Generated by GPT-5-mini| Service météorologique de la Marine | |
|---|---|
| Name | Service météorologique de la Marine |
| Native name | Service météorologique de la Marine |
| Formation | 1854 |
| Dissolved | 1924 |
| Headquarters | Paris |
| Jurisdiction | France |
| Superseding | Service météorologique de l'État-major de la Marine |
| Chief1 name | Urbain Le Verrier |
| Chief1 position | Directeur (historique) |
Service météorologique de la Marine Le Service météorologique de la Marine fut l'organisme français chargé d'observer, d'analyser et de prévoir les phénomènes atmosphériques pour les besoins de la Marine nationale, de la navigation marchande et des ports. Fondé au milieu du XIXe siècle, il s'inscrit dans la lignée des initiatives scientifiques de l'ère de Napoléon III, des travaux d'astronomes comme Urbain Le Verrier et des réseaux d'observation associés à des institutions telles que l'Observatoire de Paris et le Bureau des Longitudes.
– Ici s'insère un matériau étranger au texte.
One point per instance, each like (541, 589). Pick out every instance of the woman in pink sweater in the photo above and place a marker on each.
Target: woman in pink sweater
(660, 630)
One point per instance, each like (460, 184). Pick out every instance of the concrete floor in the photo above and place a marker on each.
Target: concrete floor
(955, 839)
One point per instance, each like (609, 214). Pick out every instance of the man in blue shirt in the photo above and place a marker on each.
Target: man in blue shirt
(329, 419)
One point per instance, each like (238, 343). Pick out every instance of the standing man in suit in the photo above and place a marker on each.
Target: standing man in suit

Son histoire croise des personnalités, des institutions et des événements majeurs de la France et de l'Europe maritime.
Le Service météorologique de la Marine prend racine dans les expériences de météorologie pratique conduites par des officiers hydrographes liés à la Marine nationale, à l'Observatoire de Paris, et au Bureau des Longitudes durant la monarchie de Juillet et le Second Empire. Sous l'impulsion de figures scientifiques et administratives, y compris des correspondances avec des savants du Royal Observatory, Greenwich et des observatoires de Potsdam ou de Uppsala, la création d'un réseau systématique d'observations se confirmera après 1854. Le Service évolue ensuite face aux défis posés par les conflits, notamment durant la Première Guerre mondiale où ses prévisions soutiennent des opérations navales liées aux bases de Cherbourg, Brest et Toulon. Les transformations institutionnelles du début du XXe siècle, interplay avec des organismes comme la Société astronomique de France et le Musée national de la Marine, mènent à des réformes aboutissant à la dissolution ou à la réorganisation du Service dans les années 1920.
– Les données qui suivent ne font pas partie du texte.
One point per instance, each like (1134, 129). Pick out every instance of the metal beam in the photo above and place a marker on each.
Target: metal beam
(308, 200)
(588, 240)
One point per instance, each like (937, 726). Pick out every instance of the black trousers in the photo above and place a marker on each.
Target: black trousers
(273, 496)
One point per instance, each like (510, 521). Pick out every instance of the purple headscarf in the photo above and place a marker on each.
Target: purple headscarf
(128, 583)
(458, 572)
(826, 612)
Administrativement rattaché initialement à l'État-major de la Marine nationale et en relation avec l'Observatoire de Paris et le Bureau des Longitudes, le Service météorologique de la Marine combine des officiers hydrographes, des astronomes et des ingénieurs. Sa hiérarchie fait intervenir des directeurs issus d'institutions telles que le Département des Cartes et Plans et des corps scientifiques rattachés au Musée national de la Marine. Les stations côtières et les observatoires auxiliaires, établis dans des ports comme Le Havre, Marseille, Dunkerque et La Rochelle, forment un maillage opérationnel. Le statut du Service oscille entre corps militarisé et institut scientifique, en dialogue avec des entités telles que l'École polytechnique et l'Académie des sciences.
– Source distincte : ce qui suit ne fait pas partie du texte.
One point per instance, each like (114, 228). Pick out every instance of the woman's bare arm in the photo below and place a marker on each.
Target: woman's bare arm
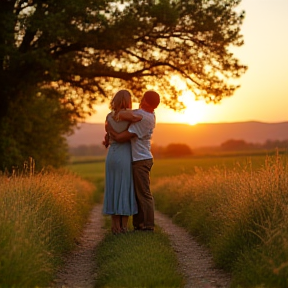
(128, 115)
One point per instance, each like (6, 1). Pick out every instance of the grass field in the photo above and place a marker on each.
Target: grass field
(40, 218)
(237, 205)
(234, 204)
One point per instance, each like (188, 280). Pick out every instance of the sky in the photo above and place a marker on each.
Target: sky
(263, 95)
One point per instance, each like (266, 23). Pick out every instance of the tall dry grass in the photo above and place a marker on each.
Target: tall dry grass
(40, 218)
(241, 214)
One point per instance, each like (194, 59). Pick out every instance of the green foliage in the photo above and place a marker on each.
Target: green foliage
(35, 128)
(40, 217)
(137, 259)
(74, 52)
(240, 213)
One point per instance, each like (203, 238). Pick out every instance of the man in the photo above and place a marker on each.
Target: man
(140, 134)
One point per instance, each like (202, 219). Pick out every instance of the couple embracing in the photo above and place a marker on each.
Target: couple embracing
(129, 162)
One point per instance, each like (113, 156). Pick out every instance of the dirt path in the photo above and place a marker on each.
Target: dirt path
(195, 262)
(79, 269)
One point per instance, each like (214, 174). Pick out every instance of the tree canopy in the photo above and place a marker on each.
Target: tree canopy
(75, 52)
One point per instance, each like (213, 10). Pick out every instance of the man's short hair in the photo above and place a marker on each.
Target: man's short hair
(152, 98)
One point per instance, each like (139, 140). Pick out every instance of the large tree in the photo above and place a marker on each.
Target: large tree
(77, 51)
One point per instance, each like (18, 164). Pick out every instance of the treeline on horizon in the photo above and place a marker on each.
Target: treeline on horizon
(182, 149)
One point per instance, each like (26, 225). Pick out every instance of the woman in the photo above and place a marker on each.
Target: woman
(119, 197)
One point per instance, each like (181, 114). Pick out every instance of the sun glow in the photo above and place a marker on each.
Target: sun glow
(194, 112)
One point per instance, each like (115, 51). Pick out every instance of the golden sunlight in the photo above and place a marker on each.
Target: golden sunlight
(195, 110)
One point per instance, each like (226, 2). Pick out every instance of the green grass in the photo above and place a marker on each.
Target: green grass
(234, 204)
(240, 213)
(137, 259)
(40, 217)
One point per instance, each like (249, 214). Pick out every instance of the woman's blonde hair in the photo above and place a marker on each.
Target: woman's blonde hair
(121, 100)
Les missions principales combinent observations synoptiques pour la navigation et assistance aux campagnes hydrographiques, fournissant des informations aux commandements de la Marine nationale, aux administrations portuaires et à la flotte marchande reliant des hubs comme Alexandrie, Plymouth et Gibraltar. Le Service assure la tenue d'éphémérides, la prévision des vents, des tempêtes et des courants, la surveillance des glaces pour les liaisons arctiques impliquant des escales à Reykjavík ou Murmansk, et le soutien aux expéditions scientifiques vers des régions telles que les îles Subantarctiques. Il collabore aussi avec des commissions d'hydrographie internationales liées au Congrès international des sciences et à des organisations maritimes européennes contemporaines.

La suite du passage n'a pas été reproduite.